Sin embargo, parece que ahora lo único que consigo es esa infame estática que puebla mi mente. Como barcos de plomo intentando mantenerse a flote, las ideas resbalan y se hunden en la confusa niebla del interior de mi cabeza, y mi ojo interior se ve incapaz de alcanzarlas. A veces tengo la sensación de que hay una barrera entre unas y otro y a veces simplemente siento que se han ido para no volver, convirtiéndome con ello en un cascarón sintiente, apenas animal en mi comportamiento reactivo e insensato frente a lo que me rodea.
Por más que lo intento, no soy capaz de desembarazarme de ese pegajoso impedimento. No soy capaz de traspasar esa barrera, de levantar esa niebla. Y dejando a un lado las graves consecuencias que ello tiene sobre quienes me rodean (pues incapaz de comprender ni mis propias motivaciones actúo como un rinoceronte en una cristalería, asestando palos de ciego que más bien son cuchilladas de demente), me inquieta sobremanera el hecho de no encontrar la manera de ponerle remedio.
Me encuentro perdido en el fango de mi propia mente. Y he tardado treinta y cuatro minutos en expresar ese hecho en los tres míseros párrafos que acabas de leer.

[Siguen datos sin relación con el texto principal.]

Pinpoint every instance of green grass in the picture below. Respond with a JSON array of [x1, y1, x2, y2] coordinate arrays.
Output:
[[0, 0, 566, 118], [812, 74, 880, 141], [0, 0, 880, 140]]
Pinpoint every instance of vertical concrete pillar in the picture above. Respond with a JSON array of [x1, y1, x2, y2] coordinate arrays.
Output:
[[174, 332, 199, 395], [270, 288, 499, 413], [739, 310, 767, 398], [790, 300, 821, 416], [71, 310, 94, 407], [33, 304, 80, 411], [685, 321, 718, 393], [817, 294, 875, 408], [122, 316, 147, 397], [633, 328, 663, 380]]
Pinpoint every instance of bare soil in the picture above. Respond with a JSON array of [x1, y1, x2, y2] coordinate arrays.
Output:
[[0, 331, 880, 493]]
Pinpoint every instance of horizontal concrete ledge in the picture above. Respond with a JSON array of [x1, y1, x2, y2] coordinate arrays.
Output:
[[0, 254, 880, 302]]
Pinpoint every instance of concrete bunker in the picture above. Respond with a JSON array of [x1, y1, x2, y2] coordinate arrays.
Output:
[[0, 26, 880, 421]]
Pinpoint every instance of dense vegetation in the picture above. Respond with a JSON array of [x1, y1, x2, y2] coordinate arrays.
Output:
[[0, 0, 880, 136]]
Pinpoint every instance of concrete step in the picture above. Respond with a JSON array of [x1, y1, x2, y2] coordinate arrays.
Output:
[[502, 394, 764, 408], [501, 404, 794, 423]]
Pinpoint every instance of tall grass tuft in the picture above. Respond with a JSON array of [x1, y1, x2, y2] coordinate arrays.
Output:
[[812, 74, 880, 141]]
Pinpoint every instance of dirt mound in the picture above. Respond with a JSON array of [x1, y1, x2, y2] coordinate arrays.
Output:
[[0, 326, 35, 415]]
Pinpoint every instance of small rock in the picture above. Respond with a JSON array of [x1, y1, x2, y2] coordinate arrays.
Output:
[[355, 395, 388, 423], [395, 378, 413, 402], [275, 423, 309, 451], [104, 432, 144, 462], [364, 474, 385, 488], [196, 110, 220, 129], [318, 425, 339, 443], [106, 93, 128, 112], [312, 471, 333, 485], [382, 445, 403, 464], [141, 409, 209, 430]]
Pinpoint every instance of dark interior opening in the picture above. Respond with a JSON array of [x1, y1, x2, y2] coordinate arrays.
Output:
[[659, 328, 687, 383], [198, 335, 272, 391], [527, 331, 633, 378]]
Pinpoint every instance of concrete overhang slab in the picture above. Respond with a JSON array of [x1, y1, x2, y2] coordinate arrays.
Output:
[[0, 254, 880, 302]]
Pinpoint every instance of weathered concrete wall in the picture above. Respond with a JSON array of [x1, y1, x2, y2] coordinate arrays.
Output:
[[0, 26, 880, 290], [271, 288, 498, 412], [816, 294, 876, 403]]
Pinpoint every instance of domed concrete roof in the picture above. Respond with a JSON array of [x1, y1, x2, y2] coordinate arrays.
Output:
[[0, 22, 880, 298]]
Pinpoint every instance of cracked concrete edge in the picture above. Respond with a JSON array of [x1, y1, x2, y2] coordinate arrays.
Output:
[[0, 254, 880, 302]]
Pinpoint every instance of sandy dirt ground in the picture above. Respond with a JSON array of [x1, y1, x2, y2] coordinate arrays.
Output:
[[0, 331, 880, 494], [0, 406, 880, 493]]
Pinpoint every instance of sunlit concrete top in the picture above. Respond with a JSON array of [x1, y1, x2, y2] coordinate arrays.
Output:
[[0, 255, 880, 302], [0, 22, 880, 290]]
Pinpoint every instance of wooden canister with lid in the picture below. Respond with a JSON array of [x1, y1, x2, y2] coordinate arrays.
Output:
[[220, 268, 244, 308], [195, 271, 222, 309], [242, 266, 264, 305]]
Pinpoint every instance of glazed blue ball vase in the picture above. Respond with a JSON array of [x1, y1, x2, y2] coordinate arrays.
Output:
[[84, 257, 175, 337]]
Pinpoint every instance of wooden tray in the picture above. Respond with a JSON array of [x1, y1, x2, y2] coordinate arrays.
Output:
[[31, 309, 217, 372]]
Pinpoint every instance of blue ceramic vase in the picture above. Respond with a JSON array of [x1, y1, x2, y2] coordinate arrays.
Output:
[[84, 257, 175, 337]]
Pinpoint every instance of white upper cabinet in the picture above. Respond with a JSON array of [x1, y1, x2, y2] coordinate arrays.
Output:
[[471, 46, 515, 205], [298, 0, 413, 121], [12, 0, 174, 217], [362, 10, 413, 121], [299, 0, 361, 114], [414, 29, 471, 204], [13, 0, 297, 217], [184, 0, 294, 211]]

Hace dos noches soñé que volvía a escribir. Unas palabras sencillas, apenas un movimiento de apertura, sobre la repentina llegada del Otoño, el abandono de los viejos esquemas y la felicidad en el filo de una espada. Un punto de partida para este nuevo intento de reconducir mi mente perdida en esa nebulosa de sentimientos amputados y ánimos encadenados de la que hace tiempo que no sale.
Un gesto simple con el que recuperar esos momentos de calma en los que enfrentarse al espejo de la propia conciencia, a las respuestas escondidas tras los muros y las máscaras, en ese lento aprendizaje de las pequeñas enseñanzas y descubrimientos diarios que muchas veces dejamos perderse en el olvido, rescatando el abandonado ritual de compartir mis pensamientos en la compañía habitual de una taza de algo caliente, las melodías de bardos desconocidos y el transcurrir de las estaciones a través de mi ventana.
El mundo se mueve, inexorable, y el tiempo se pliega en uno de esos puntos de ruptura en los que es necesario colgarse el Escudo a la espalda e intentar evitar que las corrientes te arrastren a costas indeseadas. Este es un momento de cambio, aquí comienza la crónica de lo que ha de venir.